Paul Gérin-Lajoie souhaite un retour en classe

Mathieu Turbide

Journal de Montréal

20 mai 2012

pgl

Le doyen des ministres de l’Éducation, Paul Gérin-Lajoie, enjoint les étudiants à cesser leur boycott et à retourner en classe.

À 92 ans, cet artisan de la Révolution tranquille se désole des manifestations « pas très tranquilles » qui dégénèrent et espère que la loi spéciale du gouvernement Charest réussira à mieux encadrer les manifestations, surtout aux abords des cégeps et des universités.

Rencontré par le Journal hier, lors de la finale internationale de la Dictée PGL, qu’il a créée il y a 21 ans, M. Gérin-Lajoie, qui a été le tout premier titulaire du poste de ministre de l’Éducation, de 1964 à 1966, réitère son appui au gouvernement Charest, malgré le « méli-mélo » qui prévaut en ce moment.

Q La crise qui perdure actuellement au Québec, j’imagine que ça ne vous laisse pas indifférent ?

R Ça ne me laisse sûrement pas indifférent. J’ai suivi les choses depuis le début. Là, malgré le méli-mélo à l’heure présente, j’ai confiance que la loi du gouvernement Charest va réussir à calmer les positions de chacun et que les élèves ne perdront pas leur année scolaire, surtout dans les cégeps, et qu’ils pourront au contraire compléter leur cégep pour entrer à l’université, pour ceux qui ont choisi cela. Pour ceux qui ont choisi un parcours professionnel, c’est aussi très important. Il faut qu’ils puissent compléter cela.

Q Vous vous êtes déjà prononcé pour un réinvestissement dans les cégeps et les universités et en accord avec la position du gouvernement Charest dans ce dossier, notamment en ce qui concerne la hausse des droits de scolarité. Après trois mois de conflit, c’est toujours votre position ?

R Bien sûr. Les chiffres qui ont été donnés récemment sont absolument justes. Il faut que les universités reçoivent des sommes supplémentaires pour remplir leurs fonctions de recherche et pour remplir leurs fonctions d’enseignement, un enseignement de qualité, ce qui veut dire un assez grand nombre de professeurs, ce qui veut dire également que les professeurs soient bien qualifiés, se comparent à ce qu’il y a de mieux dans d’autres institutions dans le monde.

Votre biographie s’appelle Le Révolutionnaire tranquille.

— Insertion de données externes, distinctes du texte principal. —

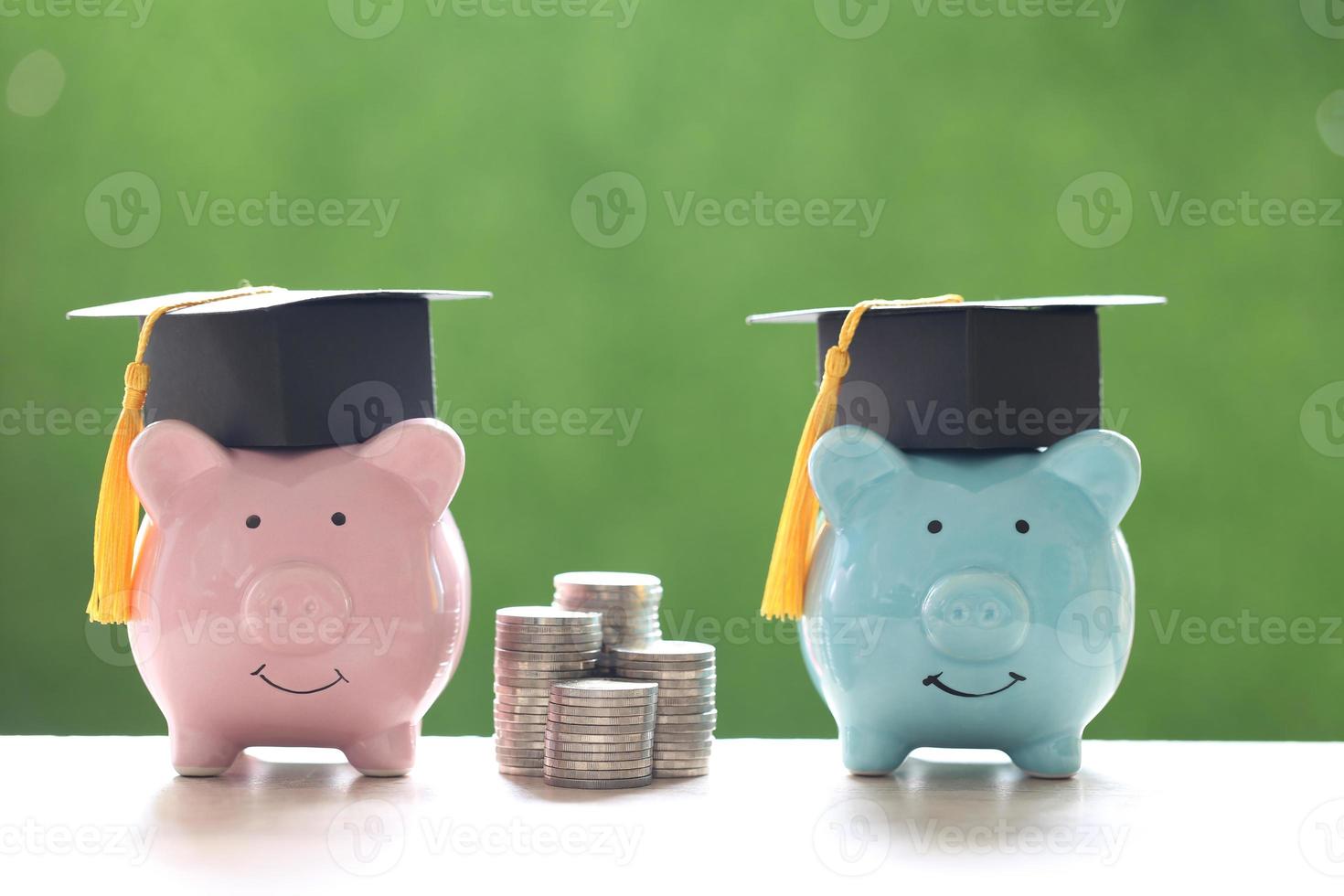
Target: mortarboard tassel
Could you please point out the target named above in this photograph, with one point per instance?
(119, 507)
(795, 538)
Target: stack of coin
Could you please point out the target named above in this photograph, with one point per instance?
(686, 718)
(628, 603)
(600, 733)
(535, 646)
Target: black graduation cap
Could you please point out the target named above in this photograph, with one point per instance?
(258, 367)
(1006, 374)
(940, 374)
(269, 367)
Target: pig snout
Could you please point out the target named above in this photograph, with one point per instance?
(296, 609)
(976, 615)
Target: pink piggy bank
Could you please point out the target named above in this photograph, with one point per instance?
(314, 598)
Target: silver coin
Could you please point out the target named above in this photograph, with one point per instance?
(569, 719)
(682, 755)
(540, 641)
(674, 700)
(699, 764)
(702, 692)
(613, 774)
(601, 712)
(684, 736)
(543, 635)
(585, 624)
(589, 650)
(542, 670)
(563, 766)
(540, 615)
(595, 746)
(612, 688)
(519, 720)
(677, 727)
(618, 706)
(522, 709)
(679, 695)
(618, 784)
(672, 677)
(574, 670)
(577, 755)
(560, 729)
(523, 693)
(545, 656)
(534, 687)
(520, 727)
(560, 736)
(669, 650)
(680, 773)
(506, 741)
(684, 713)
(664, 667)
(594, 581)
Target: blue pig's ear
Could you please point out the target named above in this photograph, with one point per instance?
(1103, 464)
(847, 463)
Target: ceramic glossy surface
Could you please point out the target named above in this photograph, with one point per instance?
(314, 598)
(969, 600)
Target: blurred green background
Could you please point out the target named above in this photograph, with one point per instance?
(1000, 145)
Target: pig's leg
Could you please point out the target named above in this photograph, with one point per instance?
(197, 753)
(386, 753)
(1055, 756)
(871, 752)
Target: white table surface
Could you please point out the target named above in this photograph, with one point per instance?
(108, 815)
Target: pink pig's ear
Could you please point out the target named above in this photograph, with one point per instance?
(167, 455)
(423, 452)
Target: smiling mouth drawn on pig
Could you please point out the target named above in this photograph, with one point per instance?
(937, 681)
(335, 681)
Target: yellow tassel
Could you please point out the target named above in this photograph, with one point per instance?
(795, 538)
(119, 507)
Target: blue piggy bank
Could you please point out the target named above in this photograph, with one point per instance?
(963, 600)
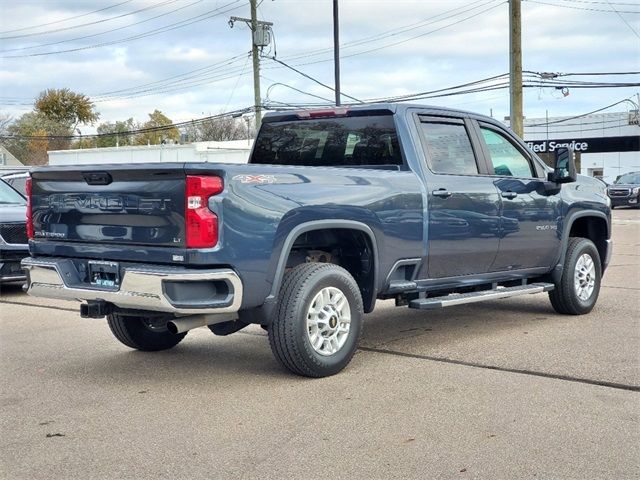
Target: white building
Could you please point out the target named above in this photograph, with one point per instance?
(607, 144)
(236, 151)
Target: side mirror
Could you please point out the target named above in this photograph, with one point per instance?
(564, 170)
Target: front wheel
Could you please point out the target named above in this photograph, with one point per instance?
(577, 291)
(315, 330)
(146, 333)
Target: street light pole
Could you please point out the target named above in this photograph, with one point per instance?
(515, 68)
(336, 50)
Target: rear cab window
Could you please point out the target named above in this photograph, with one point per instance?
(364, 140)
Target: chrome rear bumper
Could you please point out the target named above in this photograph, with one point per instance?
(142, 287)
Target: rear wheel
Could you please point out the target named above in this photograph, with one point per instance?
(146, 333)
(577, 291)
(315, 330)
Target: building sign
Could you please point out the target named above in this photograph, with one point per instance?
(588, 145)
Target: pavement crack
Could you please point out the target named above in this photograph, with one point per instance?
(566, 378)
(74, 310)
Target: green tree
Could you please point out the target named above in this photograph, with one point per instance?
(66, 107)
(154, 137)
(33, 151)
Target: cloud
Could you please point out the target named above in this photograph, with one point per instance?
(202, 68)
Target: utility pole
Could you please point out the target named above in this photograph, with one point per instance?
(260, 37)
(515, 67)
(336, 50)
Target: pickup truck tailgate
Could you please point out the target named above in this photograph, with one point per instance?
(141, 205)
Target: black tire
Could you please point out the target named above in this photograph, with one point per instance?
(564, 297)
(289, 336)
(148, 334)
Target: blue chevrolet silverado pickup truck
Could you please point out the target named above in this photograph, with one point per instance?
(336, 208)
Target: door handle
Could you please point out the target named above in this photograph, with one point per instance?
(442, 193)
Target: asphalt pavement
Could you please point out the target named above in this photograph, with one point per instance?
(505, 389)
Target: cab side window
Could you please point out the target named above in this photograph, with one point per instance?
(449, 148)
(506, 158)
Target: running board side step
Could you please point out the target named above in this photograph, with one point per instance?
(435, 303)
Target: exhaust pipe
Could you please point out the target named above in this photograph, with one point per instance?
(184, 324)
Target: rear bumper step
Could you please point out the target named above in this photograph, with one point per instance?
(143, 287)
(435, 303)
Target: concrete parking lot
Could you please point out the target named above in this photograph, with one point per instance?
(506, 389)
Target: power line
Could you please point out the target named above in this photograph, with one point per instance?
(166, 28)
(392, 32)
(623, 19)
(65, 19)
(578, 8)
(235, 113)
(581, 115)
(311, 78)
(95, 22)
(106, 31)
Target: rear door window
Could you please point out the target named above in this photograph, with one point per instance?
(449, 148)
(506, 159)
(345, 141)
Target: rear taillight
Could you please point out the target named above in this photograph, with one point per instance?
(29, 212)
(201, 224)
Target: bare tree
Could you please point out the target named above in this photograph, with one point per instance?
(217, 129)
(5, 121)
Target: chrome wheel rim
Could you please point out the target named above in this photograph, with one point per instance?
(328, 321)
(585, 277)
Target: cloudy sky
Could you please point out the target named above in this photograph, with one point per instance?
(181, 57)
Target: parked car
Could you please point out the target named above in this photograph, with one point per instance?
(13, 234)
(336, 208)
(625, 191)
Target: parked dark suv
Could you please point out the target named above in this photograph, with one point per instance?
(625, 190)
(13, 234)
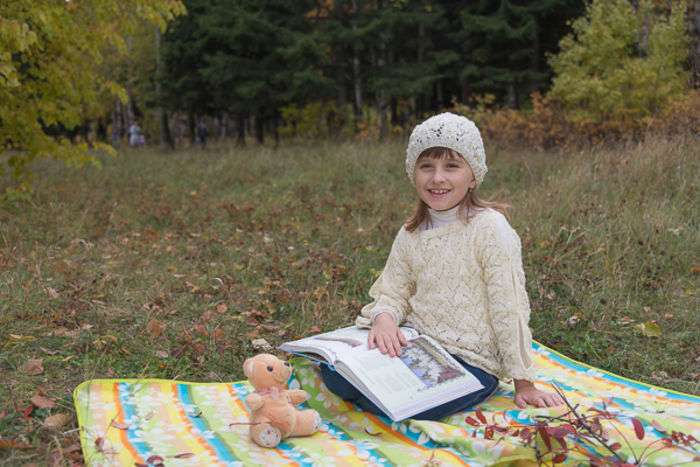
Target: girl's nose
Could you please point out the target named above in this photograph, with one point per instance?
(439, 175)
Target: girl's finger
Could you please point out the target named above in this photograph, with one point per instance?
(402, 338)
(395, 346)
(390, 345)
(380, 343)
(386, 344)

La révolution à laquelle vous avez participé s’appelle la Révolution tranquille. Quand vous voyez des jeunes sortir dans la rue et utiliser des moyens pas toujours tranquilles pour se faire entendre, est-ce que ça vous inquiète ?

R Bien, cela me désappointe fortement. Parce que quand les étudiants sont en grève, ils ne sont pas en classe. Et quand ça dure trois mois, c’est une longue période. Je souhaite que les élèves, les étudiants retournent en classe.

Q Vous avez beaucoup travaillé dans le Tiers-monde, notamment en Afrique : est-ce que cette expérience vous fait penser qu’on a au Québec un bon système d’éducation, ouvert et disponible ?

R Absolument. Les frais de scolarité, même avec l’augmentation qui a été décrétée, ça demeure meilleur marché que partout au Canada, aux États-Unis et même dans des pays européens. D’ailleurs, incidemment, les pays qui ont la gratuité comme en France s’interrogent beaucoup sur cette question-là. En France, pour pallier le manque de qualité de l’enseignement public au niveau universitaire, des écoles d’administration publique, de génie et autres études commerciales demandent, elles, des frais de scolarité importants. Alors au Québec, quand on a étudié ce problème-là, on exige des droits de scolarité qui ne sont pas énormes, même avec l’augmentation. Je pense qu’on doit s’estimer chanceux du système qu’on a. Il y a des gens qui préconisent même la gratuité complète. Je ne suis pas de ceux-là. Et la gratuité, dans les pays où ça a été instauré, est loin d’aboutir à des réussites importantes des étudiants.